ここまで来ると、労働局による書類送検はもはや確定的だから、検察がこれを受理して捜査に踏み込み、刑事事件として立件するかどうかが次の焦点となる。現在、電通経営陣はそれを回避するために必死の工作を展開しているだろう。

9月末のネット業務不正取引会見から僅か1ヶ月の間に、一流企業としての電通ブランドは完全に失墜した。圧倒的な業界トップ企業でガリバーと恐れられ、就職先としても高い人気を誇った企業のイメージが、これ程の短期間で崩壊した例は非常に珍しい。

だが、実際の電通の収益が悪化したわけではないし、市場はまだそれほど先行きを懸念しているわけではない。その証拠に、電通の株価はさほど下がっていないのだ。しかし、電通の屋台骨を揺るがしかねない最悪の事態が、早ければ来年早々に火を吹こうとしている。今回はそれを解説しよう。
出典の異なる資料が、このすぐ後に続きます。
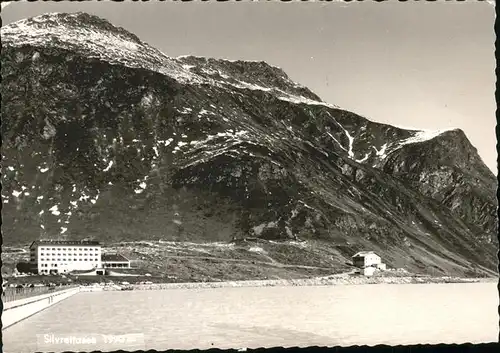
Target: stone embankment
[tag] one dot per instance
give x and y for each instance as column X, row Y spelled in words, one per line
column 321, row 281
column 17, row 310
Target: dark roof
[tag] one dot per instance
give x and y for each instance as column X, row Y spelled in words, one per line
column 65, row 242
column 364, row 253
column 113, row 258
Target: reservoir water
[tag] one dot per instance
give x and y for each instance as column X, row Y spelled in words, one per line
column 265, row 317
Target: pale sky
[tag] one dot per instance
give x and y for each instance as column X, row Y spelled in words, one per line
column 423, row 65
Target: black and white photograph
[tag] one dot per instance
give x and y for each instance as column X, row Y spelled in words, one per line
column 251, row 174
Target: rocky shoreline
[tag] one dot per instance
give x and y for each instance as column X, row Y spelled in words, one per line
column 324, row 281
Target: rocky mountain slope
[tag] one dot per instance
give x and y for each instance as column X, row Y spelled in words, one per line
column 106, row 137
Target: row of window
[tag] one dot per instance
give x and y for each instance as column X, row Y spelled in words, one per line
column 79, row 249
column 74, row 254
column 64, row 259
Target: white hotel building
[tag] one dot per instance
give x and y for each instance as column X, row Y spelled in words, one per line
column 58, row 256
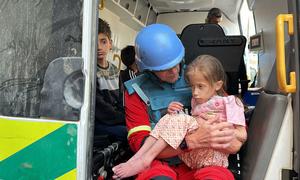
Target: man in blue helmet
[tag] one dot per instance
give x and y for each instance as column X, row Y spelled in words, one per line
column 159, row 54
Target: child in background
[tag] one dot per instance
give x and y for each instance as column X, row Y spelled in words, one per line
column 206, row 77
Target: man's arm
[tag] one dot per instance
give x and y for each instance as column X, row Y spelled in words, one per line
column 222, row 136
column 137, row 121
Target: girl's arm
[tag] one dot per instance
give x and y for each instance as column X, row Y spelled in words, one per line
column 174, row 107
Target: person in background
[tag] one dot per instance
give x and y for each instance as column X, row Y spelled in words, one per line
column 159, row 53
column 214, row 16
column 109, row 112
column 207, row 77
column 131, row 71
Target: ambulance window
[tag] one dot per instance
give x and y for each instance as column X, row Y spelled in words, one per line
column 248, row 29
column 40, row 56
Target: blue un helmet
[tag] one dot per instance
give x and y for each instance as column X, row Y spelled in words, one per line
column 158, row 48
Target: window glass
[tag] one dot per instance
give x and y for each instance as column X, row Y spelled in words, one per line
column 248, row 29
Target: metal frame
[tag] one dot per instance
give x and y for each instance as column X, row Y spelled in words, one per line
column 86, row 124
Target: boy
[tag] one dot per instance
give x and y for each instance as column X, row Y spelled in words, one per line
column 109, row 113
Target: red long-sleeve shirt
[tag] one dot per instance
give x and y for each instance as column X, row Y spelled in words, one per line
column 137, row 120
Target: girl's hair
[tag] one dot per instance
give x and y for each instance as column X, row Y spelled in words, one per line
column 211, row 69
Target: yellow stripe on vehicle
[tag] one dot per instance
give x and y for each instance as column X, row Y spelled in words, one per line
column 68, row 176
column 17, row 134
column 138, row 128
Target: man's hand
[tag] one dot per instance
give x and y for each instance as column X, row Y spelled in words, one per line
column 212, row 134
◆電通社長が官邸に呼ばれ、安倍首相から直々に注意を受けていた!

10月中旬、新入社員自殺の労災認定報道で電通パッシングの嵐が吹き始めた頃、電通の石井直(ただし)社長が密かに官邸に呼ばれ、安倍首相から直々に注意を受けていた。これは電通社内から得た情報である。そして首相の注意とは、

「一連の事件によるイメージ悪化は、電通が担当している東京オリンピック業務に支障を来すおそれがある。これ以上の事態の悪化を絶対に防ぎ、一刻も早く事態を終息するように」
というものだった。

国の最高権力者からの厳命に石井社長以下幹部は震え上がり、10月18日に時間外労働時間の上限を65時間に引き下げると発表、24日には22時以降の業務原則禁止・全館消灯を決定。さらに11月1日には「労働環境改革本部」を立ち上げるなど、なりふり構わぬ対策を講じ始めた。電通社内でさえ「あまりにも場あたり的だ」と批判が出るほどの拙速ぶりには、こうした背景があったのだ。

◆安倍首相が懸念する電通のオリンピック業務とは何か?

ワールドワイドオリンピックパートナー企業

東京2020オリンピックゴールドパートナー企業

東京2020オリンピックオフィシャルパートナー企業

では、安倍首相が懸念する電通のオリンピック業務とは何か。それは今後4年間、オリンピック実施に至るまでの広報宣伝の全業務を指している。なぜなら、東京オリンピックにおける広報宣伝、PR関連業務は、全て電通一社による独占契約となっており、博報堂など他代理店は一切受注できないようになっているからだ。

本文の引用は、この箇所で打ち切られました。